Low inventory, steady demand tighten Chugiak-Eagle River housing market
Despite rising statewide unemployment and widespread economic fears, the Chugiak-Eagle River housing market is going strong, marked by steady demand and low inventory.
“I’m going to say it’s historically low,” said Barbara Crittenden, a longtime local realtor and resident. “Because it’s low, it’s going to tighten up the market.”
As of March 6, there were 120 single-family homes on the market locally – 24 in Chugiak and 96 in Eagle River, Crittenden said. The scant inventory – scattered across all price points — can mean good news for sellers. In Chugiak-Eagle River, it’s currently not uncommon for sellers to receive multiple offers in quick succession, Crittenden said.
“When you see multiple offers on properties, that tells you right away – there are a lot of buyers out there looking for homes,” she said.
Chugiak-Eagle River has seen major growth since Crittenden’s family first moved here nearly 40 years ago, she said. Back then, there were only a few thousand phone lines in the entire community. These days, there’s a six-lane highway and a Wal-Mart and housing developments blooming along the sides of Eagle River Valley. The population’s still expanding.
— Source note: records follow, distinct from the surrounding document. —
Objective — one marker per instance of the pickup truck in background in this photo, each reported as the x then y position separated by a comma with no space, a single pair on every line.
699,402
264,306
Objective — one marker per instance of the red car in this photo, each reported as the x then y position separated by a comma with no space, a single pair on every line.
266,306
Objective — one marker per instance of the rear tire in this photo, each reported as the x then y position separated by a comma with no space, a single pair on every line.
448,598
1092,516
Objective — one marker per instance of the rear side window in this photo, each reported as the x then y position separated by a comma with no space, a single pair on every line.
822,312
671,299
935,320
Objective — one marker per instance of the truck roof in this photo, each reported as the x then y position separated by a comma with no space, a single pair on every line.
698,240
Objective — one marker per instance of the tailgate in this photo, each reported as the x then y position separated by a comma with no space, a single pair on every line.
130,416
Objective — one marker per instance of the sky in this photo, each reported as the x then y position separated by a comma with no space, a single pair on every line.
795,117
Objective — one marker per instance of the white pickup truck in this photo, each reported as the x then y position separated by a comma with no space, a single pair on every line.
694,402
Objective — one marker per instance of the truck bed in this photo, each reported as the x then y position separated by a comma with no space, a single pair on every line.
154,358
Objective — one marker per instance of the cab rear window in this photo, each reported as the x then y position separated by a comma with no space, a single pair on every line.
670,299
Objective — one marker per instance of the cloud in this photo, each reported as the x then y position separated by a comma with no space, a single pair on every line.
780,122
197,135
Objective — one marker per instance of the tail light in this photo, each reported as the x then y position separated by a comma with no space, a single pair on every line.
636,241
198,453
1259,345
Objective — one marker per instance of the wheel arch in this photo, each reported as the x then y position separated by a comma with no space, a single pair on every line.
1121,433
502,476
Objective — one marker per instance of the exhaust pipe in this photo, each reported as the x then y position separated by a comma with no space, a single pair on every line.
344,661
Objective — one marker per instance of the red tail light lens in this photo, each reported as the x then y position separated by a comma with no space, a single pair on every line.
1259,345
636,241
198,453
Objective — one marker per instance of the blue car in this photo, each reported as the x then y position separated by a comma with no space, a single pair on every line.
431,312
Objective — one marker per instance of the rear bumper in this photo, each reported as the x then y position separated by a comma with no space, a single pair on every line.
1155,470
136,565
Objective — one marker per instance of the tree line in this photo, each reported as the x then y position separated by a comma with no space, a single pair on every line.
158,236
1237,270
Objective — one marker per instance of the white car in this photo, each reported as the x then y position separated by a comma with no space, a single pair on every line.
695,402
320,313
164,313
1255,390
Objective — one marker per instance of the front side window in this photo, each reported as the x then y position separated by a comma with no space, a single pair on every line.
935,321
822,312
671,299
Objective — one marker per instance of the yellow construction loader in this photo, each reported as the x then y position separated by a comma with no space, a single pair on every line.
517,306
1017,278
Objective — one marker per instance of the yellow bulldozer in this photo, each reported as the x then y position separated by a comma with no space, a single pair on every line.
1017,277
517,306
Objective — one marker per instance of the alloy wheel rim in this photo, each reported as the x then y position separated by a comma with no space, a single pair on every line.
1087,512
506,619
Competitively priced homes are now often snapped up within days, said Crittenden, who’s worked for Jack White Real Estate for 28 years.
Within the Municipality of Anchorage during the fourth quarter of 2016, new single-family homes went for an average of $634,000, while existing construction averaged around $373,000 per home, higher than any other area in the state, according to the Alaska Department of Labor and Workforce Development.
Military and younger homebuyers seem to prefer new construction, Crittenden said, and the Chugiak-Eagle River market reflects that. While there is some renovation taking place in older neighborhoods around the community, most homes on the market were built fairly recently – and some have yet to be built at all.
Alfred Romaszewski, a local realtor and owner of Re/Max of Eagle River, he’s seen area home prices seem to drop slightly recently. Lower-priced properties are moving faster. Otherwise, he said, the market is steady.
“It’s still going halfway decent,” Romaszewski said.
Compared with Alaska’s last big recession, he said, the current economic downturn has had a negligible impact on the Chugiak-Eagle River housing market. Homes are selling and new construction is moving forward.
But the tight market can be a double-edged sword. It can signal opportunity for sellers, Crittenden said. For buyers, it can be frustrating: Chugiak-Eagle River homes, as quickly as they sell, are priced out of reach of many shoppers.
“I think sometimes our housing market is pretty shocking to buyers,” she said.